At first, the Monaco’s avant-garde appearance and mechanical innovations made waves only within horological circles. Suffice to say, its brief cameo in Le Mans changed everything. Worn by one of cinema’s biggest stars of the time, the image of the Monaco as a high-octane motor racing companion was seared in the minds of the audience, and propelled the watch into mainstream consciousness.

Original Heuer Monaco from 1969. Photo by TAG Heuer

The watch company certainly took notice and, over the ensuing decades, cemented the Monaco as one of the most important models in its lineup. In 2020, the last of six Heuer Monacos that were made for the set of Le Mans—one of two watches owned by McQueen (the other four went to Nunley)—went under the hammer for over US$2.2 million at a Philipps in Association with Bacs & Russo auction, making it the most expensive Heuer watch ever sold.

Away from the vintage market, though, the Monaco is a bona fide icon that continues to push both technical and design boundaries. For instance, the Monaco Skeleton Chronograph with openworked dial from 2023 is the first-ever iteration of the watch that typically featured closed dials. Moreover, there are also the highly technical Monaco V4 editions, which feature race car engine-like belt-driven movements, as well as last year’s Monaco Bamford, created in collaboration with customisation house, Bamford Watch Department (BWD).

Monaco Skeleton from 2023. Photo by TAG Heuer

Carrera Cachet

Though more archetypal horologically in form and function compared to the Monaco, the Carrera was also conceived with the ethos of motor racing at its core. And like its younger sibling, the Carrera, which was introduced in 1963, has evolved to meet the demands of modern watch collectors.

Jack Heuer, great-grandson of the company’s namesake founder, who designed the Carrera, famously stated that he chose on the name before he began to work on the watch. “It means ‘race’ and it is perfect for our brand, which has always been tied to motorsports,” he said.

Vintage poster for the Carrera Panamerica. Photo by TAG Heuer

Jack had just attended the 12 Hours motorsport endurance race in Sebring, Florida, where Heuer was supplying pocket chronographs for the timing of the event. He recalled chatting with the parents of drivers Pedro and Ricardo Rodríguez, who reminisced about the Carrera Panamericana. A rally that ran only from 1950 and 1954, it was deemed as the world’s most dangerous after taking the lives of 27 drivers during its run. Jack, though, loved the story and the sound of its name. He registered ‘Heuer Carrera’ immediately and released the watch a year later.
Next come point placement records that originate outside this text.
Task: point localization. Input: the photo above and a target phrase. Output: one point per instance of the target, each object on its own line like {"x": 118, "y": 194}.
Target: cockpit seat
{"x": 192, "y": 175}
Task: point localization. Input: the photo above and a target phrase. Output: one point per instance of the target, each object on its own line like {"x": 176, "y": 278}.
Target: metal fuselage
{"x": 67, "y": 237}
From the start, Jack identified legibility and ease-of-use as the Carrera’s most important virtues. The very first Heuer Carrera ticked the boxes on the checklist with a clean two-counter chronograph layout that made it clear to read and fuss-free to operate. “I also put my knowledge of industrial design and refined the watch so it would be both sporty and elegant,” added Jack.
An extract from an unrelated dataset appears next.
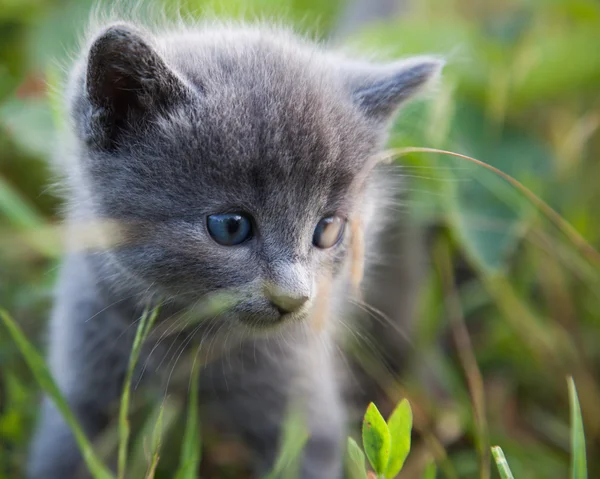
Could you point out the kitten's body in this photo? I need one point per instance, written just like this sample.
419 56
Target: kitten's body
170 128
Carrera 60th Anniversary Chronograph. Photo by TAG Heuer

Celebrating its 60th anniversary last year, the Carrera, while demonstrating that it has come a long way, also shows that it hasn’t strayed too far from its roots. The Carrera Chronograph clad in full-yellow gold, for instance, unapologetically reflects the collection’s stature.

Inspired by the gold-clad Carrera watches that Heuer used to gift motor racing legends like Ronnie Peterson and Niki Lauda, the watch’s regal case and dial radiate gravitas and nostalgia, while maintaining the original’s silhouette and design. This year, TAG Heuer again turns back the clock with a version that recalls a 1968 model with a pared-down and asymmetrical dial layout featuring a date window on the left and a chronograph totaliser on the right.

Vintage full-gold Carrera (left) and its modern day iteration from 2023. Photo by TAG Heuer

Jack, who had a special edition Carrera made in his honour for his 80th birthday, considers the watch his “proudest creation”. “It’s the brand’s flagship model,” he said. “The timeless style, as well as its bold and daring spirit, have been the keys to its longevity.”